How well are Web applications protected?
Certainly, the least secure aspect of any cloud deployment is in its Web applications and how they are connected to the rest of the cloud-based infrastructure. The challenge is to virtualize as many of the protective devices/applications as are available on on-premises servers, such as load balancers, intrusion prevention appliances, and firewalls. The major cloud providers are beginning to add these tools to their list of services so that IT developers can migrate their applications to the cloud and still maintain the level of security that they have come to expect with the ones running inside their own data centers.
For example, Amazon's cloud-based servers can't send spoofed network traffic, no matter which operating system they are running. The Amazon firewalls will only allow traffic using its own source IP or MAC network address, which is a nice safeguard.
The CTO of Town and Country, Missouri-based cloud hosting provider Savvis, Bryan Doerr, talks about how automation can play a critical role in cloud security."We can automatically provision stuff quickly, but what we can't do is make decisions quickly. How long it will take me to add capacity to this app? How long to recognize a failure and respond? Now that we have all this infrastructure virtualized, and [have] automated these changes, we need to automate the decision making too. We need to close the loop from sense to decision. Virtualization has freed us from manually patching cables and setting up racks of equipment. We have to make these decisions in advance, define them in terms of policy, and then express those in terms of guides for our provisioning systems.
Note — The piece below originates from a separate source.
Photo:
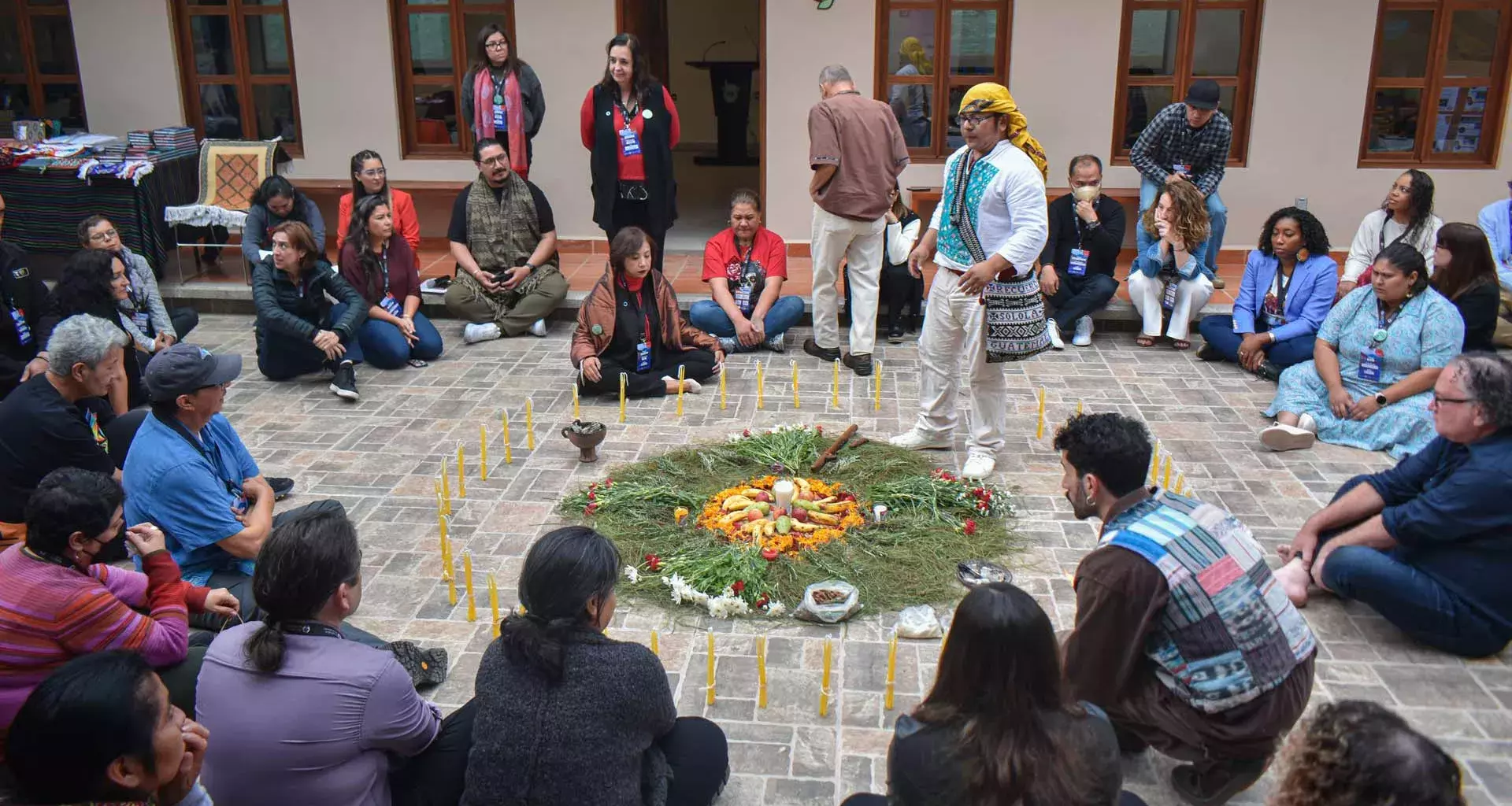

The trick is to figure out how to help customers get down the road." Products such as Racemi's DynaCenter are just one of the many automation tools available for these sorts of tasks.
Finally, no matter what you do, don't be afraid to kick the actual tires and make a site visit to vet your vendor. "We made a personal visit to our cloud provider's location and saw what their UPS looks like and how they are managing their data center," says the USGA's Jessica Carroll. "That made us more comfortable with selecting them as our provider."
As you can see, there are a number of best practices and other steps cloud computing users can take to secure their operations. Security expert Bruce Schneier says, "You have to get smarter about negotiating your contracts for security services. We are going to see a lot more ways to connect untrusted devices to a trusted network," and cloud computing is just one of them.